Ideally, when searching for information, one should have access to the world’s information resources. 
Traditional indexing and classification systems have done a reasonably good job of providing access to the 
bibliographic universe. In today’s world, convenience dictates use of information retrieval tools. As a result, 
traditional retrieval systems are often overlooked in preference for the World Wide Web. Estimates indicate that 
over 95 percent of all published materials are not accessible through the Web. In addition to not having access to 
the bibliographic universe, Web searches result in significantly lower Precision and Recall. [Torok & West, 1999] 
Precision is a standard measure that provides a percentage estimate of the number of relevant items retrieved out of 
all items retrieved. Recall is the percentage estimate of all relevant items retrieved out of all relevant items in a 
database. These measures reflect the relevance judgments associated with document retrieval. Although a number 
of factors contribute to low Web-based retrieval performance, the most significant ones are those resulting from 
inadequate indexing.
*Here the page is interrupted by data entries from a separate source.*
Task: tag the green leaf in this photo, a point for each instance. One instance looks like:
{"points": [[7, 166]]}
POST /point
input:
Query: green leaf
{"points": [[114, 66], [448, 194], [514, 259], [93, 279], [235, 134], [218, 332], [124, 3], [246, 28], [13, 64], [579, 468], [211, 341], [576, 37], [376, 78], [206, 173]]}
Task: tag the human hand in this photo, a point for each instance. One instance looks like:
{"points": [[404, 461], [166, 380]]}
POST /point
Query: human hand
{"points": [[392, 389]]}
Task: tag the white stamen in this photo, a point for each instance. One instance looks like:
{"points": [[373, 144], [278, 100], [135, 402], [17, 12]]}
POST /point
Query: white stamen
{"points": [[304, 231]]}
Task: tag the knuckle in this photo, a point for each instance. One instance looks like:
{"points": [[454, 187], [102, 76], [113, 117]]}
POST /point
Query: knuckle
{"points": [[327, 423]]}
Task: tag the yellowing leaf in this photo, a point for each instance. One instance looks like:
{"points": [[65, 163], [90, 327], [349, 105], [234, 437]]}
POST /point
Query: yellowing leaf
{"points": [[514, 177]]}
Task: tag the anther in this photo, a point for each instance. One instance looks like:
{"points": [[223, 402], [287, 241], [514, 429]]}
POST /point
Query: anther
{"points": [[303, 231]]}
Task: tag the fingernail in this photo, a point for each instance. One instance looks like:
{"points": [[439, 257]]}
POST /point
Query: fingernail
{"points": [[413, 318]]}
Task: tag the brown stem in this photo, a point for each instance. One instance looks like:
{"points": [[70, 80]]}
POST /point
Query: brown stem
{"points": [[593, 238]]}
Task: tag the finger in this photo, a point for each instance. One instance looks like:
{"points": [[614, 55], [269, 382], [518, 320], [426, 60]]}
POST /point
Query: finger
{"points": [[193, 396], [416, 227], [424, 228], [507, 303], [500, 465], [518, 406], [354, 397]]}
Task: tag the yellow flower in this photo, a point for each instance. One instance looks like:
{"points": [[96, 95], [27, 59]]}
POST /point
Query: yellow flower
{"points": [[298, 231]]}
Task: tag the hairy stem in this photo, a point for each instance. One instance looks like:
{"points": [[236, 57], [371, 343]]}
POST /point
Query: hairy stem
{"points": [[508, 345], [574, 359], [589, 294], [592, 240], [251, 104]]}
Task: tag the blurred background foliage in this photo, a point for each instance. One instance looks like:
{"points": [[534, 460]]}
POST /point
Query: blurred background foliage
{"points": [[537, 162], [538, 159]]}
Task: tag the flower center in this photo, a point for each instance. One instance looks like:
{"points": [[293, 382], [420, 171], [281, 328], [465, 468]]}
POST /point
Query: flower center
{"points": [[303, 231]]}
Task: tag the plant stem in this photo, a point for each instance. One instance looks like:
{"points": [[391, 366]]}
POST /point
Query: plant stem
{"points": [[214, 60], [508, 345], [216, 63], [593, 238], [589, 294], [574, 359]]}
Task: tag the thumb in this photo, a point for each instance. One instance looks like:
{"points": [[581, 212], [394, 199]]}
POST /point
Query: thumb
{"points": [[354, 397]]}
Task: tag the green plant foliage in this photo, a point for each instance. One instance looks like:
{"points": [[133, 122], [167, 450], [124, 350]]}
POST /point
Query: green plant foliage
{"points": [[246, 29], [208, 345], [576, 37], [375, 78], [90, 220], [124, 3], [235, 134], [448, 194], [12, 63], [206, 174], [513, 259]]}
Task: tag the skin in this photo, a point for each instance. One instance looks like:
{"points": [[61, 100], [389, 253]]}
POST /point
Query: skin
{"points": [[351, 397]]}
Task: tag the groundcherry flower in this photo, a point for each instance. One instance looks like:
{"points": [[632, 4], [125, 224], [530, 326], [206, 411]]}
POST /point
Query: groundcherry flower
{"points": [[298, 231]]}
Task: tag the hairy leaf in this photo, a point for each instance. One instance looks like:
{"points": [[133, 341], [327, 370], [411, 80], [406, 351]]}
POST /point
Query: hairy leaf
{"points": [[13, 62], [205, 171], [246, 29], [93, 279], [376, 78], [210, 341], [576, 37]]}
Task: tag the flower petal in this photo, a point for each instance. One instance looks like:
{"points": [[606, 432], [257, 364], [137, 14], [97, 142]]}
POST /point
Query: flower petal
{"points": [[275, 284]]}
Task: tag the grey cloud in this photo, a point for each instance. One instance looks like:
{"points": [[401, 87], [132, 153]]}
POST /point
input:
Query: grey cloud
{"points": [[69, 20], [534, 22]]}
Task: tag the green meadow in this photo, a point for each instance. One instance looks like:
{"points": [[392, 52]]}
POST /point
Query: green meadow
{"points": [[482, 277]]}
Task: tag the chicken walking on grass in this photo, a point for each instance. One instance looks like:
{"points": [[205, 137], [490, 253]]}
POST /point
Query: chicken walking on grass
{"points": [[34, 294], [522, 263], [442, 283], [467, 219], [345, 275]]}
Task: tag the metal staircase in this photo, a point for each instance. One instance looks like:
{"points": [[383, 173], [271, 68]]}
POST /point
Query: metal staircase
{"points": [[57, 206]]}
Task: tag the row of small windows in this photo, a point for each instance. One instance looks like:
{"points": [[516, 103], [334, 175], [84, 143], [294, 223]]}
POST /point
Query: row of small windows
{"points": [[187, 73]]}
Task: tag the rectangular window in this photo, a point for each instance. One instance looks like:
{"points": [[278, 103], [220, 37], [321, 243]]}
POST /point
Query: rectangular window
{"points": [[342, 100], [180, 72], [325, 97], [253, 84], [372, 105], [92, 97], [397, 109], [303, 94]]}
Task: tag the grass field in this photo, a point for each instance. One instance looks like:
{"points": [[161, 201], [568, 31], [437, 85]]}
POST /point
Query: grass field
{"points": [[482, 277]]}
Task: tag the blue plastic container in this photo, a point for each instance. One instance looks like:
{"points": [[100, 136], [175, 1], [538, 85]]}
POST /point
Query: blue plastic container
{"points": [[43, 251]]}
The literature tends to focus on the limitations of search engine indexing. Search engines can 
do little more than index what publishers make available. Retrieval problems stem from authors' lack of indexing 
knowledge and limitations in HTML for describing document format. For example, many Web page authors do not 
utilize meta tags or utilize them inappropriately. Web document descriptions are limited to the URL, title field, 
hyperlinks and broad attributes such as graphics. These makes content and field indexing difficult. Essentially, 
few Web-based devices exist for maximizing Precision and Recall. Hyperlinks are one of the few such devices 
available, but these are generally sporadically assigned. Web publishers should have the responsibility of preparing 
publications in a way that facilitates retrieval. Understanding basic indexing principles can help. Following this 
line of argument, let us briefly examine basic indexing principles. 



2. Indexing Theory 

Essentially, indexing and searching are all about finding the right words. In retrieving an item, something about 
it should indicate how it relates to the query. The idea is to match the words in a user’s mind with those used in a 
document. Unfortunately, the words don’t always mean the same thing. Vocabulary control or the lack of it, creates 
one of the biggest problems in finding desired documents, or avoiding the retrieval of unwanted documents. This 
can range from simply not knowing which words to use, to variant meanings associated with a word. The concept- 
mapping feature of search engines is sufficient to cluster related documents, but do not allow for vocabulary 
control. The responsibility of providing the "right" words rests with both the searcher and the document author. 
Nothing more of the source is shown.